Skip to content

API QueryList

Jaeger edited this page Dec 15, 2017 · 9 revisions

Table of Contents

QL\QueryList

Class QueryList

  • Class name: QueryList
  • Namespace: QL

Most of the methods in the QueryList can support both static and dynamic calls:

QueryList::html($html)->rules($rules)->range($range)->query();

QueryList::rules($rules)->html($html)->range($range)->query();

QueryList::range($range)->rules($rules)->html($html)->query();

Methods

__construct

mixed QL\QueryList::__construct()

QueryList constructor.

  • Visibility: public

getInstance

\QL\QueryList QL\QueryList::getInstance()
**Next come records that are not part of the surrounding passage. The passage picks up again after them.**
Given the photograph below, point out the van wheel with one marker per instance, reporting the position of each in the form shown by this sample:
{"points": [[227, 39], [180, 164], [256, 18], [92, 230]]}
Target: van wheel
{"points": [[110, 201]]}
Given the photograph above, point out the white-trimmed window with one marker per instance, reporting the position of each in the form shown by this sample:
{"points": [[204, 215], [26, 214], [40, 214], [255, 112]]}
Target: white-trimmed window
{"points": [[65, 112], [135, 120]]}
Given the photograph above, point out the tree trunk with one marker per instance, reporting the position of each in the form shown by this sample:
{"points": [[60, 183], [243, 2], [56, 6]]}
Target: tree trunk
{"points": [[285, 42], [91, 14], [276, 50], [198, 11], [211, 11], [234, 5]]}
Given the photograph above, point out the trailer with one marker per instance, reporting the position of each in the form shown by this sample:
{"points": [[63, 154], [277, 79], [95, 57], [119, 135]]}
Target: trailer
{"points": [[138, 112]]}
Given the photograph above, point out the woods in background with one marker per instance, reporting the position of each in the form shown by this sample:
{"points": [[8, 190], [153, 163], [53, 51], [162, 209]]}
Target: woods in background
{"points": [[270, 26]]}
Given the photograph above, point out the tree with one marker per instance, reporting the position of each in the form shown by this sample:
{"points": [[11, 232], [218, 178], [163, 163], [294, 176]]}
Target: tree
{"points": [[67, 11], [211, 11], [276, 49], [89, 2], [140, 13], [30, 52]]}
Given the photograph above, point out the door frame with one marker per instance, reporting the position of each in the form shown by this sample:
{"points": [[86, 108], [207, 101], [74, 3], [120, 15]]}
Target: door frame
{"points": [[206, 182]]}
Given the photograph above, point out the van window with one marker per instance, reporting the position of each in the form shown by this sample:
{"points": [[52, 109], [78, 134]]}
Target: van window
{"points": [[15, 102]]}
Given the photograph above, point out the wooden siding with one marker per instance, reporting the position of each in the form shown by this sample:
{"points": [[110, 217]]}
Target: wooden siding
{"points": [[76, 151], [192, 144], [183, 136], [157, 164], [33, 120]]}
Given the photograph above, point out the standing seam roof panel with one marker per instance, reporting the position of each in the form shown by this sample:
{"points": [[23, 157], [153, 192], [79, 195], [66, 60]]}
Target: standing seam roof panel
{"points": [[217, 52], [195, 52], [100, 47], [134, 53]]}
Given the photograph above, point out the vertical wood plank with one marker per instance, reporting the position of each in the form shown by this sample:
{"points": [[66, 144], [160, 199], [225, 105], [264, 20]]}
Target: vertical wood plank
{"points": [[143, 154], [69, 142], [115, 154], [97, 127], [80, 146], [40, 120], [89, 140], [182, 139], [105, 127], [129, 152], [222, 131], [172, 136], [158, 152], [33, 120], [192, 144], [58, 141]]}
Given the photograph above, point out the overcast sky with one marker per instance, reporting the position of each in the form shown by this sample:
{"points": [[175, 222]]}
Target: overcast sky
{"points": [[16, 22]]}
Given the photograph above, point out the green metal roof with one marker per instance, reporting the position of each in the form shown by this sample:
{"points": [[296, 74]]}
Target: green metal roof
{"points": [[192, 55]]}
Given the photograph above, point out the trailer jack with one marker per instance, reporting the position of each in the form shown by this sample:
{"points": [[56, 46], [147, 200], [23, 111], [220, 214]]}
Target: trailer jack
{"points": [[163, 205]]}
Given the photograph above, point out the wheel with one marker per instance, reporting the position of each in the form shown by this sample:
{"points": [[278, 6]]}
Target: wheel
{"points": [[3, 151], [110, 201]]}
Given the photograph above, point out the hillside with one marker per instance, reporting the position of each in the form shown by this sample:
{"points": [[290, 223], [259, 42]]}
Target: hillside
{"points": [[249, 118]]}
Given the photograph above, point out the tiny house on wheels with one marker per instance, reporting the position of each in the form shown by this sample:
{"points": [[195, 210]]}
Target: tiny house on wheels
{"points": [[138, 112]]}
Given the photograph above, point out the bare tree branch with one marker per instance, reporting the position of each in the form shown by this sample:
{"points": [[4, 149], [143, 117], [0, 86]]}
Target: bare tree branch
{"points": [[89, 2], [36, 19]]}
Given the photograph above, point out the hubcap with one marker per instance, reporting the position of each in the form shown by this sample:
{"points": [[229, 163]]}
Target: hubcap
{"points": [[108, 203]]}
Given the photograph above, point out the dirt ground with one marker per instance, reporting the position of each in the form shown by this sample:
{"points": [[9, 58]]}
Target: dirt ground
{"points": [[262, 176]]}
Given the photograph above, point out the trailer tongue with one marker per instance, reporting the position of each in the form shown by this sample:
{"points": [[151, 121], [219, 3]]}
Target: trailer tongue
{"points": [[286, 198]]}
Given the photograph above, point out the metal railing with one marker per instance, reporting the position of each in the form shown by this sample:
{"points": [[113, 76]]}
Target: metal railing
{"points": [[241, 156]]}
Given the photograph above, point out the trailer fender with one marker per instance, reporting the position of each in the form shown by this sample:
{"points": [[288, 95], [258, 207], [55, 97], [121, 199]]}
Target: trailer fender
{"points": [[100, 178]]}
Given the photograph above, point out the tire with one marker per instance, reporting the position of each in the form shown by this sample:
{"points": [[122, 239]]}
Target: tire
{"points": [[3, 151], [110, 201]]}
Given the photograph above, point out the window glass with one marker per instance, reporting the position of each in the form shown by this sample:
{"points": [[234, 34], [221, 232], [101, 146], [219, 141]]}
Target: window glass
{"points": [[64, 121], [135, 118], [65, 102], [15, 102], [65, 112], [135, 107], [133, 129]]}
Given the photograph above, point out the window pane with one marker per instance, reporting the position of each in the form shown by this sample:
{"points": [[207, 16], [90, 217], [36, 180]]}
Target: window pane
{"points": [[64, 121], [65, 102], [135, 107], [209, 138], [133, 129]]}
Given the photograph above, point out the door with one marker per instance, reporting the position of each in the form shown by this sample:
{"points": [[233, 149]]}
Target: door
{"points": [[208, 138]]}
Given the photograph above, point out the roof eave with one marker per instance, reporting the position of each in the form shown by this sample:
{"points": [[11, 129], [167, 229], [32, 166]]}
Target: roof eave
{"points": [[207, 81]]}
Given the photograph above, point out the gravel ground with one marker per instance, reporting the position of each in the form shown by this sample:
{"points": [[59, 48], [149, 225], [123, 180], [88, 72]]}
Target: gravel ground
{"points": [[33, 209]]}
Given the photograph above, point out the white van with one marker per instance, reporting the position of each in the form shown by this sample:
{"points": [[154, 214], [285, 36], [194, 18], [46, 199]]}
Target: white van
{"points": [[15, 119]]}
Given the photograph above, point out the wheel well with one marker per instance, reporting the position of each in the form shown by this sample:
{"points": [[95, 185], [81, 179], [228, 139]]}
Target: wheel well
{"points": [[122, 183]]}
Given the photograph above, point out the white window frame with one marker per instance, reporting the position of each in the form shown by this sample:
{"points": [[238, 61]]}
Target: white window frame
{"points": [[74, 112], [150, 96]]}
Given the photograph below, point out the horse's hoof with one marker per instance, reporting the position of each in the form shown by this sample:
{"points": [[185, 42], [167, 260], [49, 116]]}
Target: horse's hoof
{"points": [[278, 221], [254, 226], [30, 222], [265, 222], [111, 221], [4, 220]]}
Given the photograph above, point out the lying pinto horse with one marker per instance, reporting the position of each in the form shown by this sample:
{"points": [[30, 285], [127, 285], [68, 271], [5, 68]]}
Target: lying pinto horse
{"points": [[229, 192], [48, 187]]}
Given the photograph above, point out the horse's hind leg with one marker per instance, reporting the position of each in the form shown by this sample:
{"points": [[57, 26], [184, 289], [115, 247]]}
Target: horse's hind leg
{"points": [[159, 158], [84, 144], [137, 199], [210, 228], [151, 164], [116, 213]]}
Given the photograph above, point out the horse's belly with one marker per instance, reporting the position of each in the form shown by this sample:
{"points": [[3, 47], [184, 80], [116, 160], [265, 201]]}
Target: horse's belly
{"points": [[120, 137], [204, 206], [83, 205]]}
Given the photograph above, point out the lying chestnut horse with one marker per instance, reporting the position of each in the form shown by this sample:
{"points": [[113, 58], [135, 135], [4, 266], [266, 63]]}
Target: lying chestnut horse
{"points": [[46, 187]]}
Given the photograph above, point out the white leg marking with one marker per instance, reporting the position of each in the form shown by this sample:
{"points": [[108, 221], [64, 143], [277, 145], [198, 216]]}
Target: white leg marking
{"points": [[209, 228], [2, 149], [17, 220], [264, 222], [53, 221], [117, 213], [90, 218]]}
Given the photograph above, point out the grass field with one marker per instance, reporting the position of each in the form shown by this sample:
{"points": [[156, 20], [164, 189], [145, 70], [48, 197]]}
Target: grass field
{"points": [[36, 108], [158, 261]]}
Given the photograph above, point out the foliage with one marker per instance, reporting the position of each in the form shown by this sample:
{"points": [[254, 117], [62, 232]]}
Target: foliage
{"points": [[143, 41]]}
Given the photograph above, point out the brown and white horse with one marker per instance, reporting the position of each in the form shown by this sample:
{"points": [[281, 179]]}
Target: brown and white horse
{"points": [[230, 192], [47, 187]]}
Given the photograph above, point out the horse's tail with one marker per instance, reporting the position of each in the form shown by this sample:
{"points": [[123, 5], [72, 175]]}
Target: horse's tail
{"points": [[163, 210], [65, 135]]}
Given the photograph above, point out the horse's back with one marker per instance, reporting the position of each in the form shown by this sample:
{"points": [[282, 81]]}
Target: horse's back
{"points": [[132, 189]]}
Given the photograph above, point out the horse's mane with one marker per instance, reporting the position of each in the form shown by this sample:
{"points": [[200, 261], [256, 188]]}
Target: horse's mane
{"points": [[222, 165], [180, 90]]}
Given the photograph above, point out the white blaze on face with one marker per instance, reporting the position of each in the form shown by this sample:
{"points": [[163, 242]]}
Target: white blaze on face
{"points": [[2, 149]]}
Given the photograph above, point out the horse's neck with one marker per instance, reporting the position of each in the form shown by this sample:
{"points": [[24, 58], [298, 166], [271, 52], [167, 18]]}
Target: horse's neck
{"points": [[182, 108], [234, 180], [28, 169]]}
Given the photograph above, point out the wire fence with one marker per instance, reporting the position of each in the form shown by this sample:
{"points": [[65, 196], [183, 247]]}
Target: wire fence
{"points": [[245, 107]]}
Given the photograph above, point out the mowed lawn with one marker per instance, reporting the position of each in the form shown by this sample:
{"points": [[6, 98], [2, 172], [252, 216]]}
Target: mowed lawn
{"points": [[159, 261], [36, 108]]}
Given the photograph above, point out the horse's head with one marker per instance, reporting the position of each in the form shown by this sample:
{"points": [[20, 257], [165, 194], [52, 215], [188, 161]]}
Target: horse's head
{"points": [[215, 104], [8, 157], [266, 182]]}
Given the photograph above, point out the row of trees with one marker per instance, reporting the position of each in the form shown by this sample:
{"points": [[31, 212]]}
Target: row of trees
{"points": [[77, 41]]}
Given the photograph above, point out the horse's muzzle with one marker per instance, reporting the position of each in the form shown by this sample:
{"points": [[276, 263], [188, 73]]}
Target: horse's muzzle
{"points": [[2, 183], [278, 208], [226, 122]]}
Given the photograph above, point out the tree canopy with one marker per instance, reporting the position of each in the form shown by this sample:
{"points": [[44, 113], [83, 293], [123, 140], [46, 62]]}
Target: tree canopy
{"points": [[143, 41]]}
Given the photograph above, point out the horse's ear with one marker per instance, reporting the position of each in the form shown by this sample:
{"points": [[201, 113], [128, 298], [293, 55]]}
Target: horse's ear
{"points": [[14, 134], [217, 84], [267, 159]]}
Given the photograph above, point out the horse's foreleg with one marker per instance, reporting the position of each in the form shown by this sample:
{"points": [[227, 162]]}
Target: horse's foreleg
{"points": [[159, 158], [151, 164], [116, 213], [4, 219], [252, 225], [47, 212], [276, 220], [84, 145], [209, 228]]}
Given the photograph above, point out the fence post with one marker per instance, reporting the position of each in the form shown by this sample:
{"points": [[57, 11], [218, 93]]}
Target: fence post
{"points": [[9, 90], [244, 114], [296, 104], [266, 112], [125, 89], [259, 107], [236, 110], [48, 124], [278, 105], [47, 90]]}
Get the QueryList single instance

  • Visibility: public
  • This method is static.
Examples
$ql = QueryList::getInstance();
$data = $ql->get('http://www.baidu.com/s?wd=QueryList')->find('h3 a')->texts();
print_r($data->all());

config

null|\QL\Config QL\QueryList::config()

Get the Config instance

  • Visibility: public
  • This method is static.
Examples
QueryList::config()->use(My\MyPlugin::class,$arg1,$arg2,$arg3);

destruct

mixed QL\QueryList::destruct()

Destruction of resources.Free up phpQuery Document memory.

  • Visibility: public
Example-1
$html = file_get_contents('https://querylist.cc/');
$ql = QueryList::html($html);
$ql->destruct();
// Exception
$ql->find('a');
// Need to re-set html
$ql->html($html);
// ok
$ql->find('a');
Example-2
// Collection of links to be crawled
$urls = [
    'https://querylist.cc/1.html',
    'https://querylist.cc/2.html',
    'https://querylist.cc/3.html',
    //...
];
// Set crawl rules
$ql = QueryList::rule([
    'title' => ['h1','text'],
    'link' => ['a','href']
]);
foreach($urls as $url){
    // Each link will be applied to the above set a good crawl rules
    $data = $ql->get($url)->query()->getData();
    // Release the Document memory footprint
    $ql->destruct();
    // ...
}

bind

\QL\QueryList QL\QueryList::bind(string $name, \Closure $provide)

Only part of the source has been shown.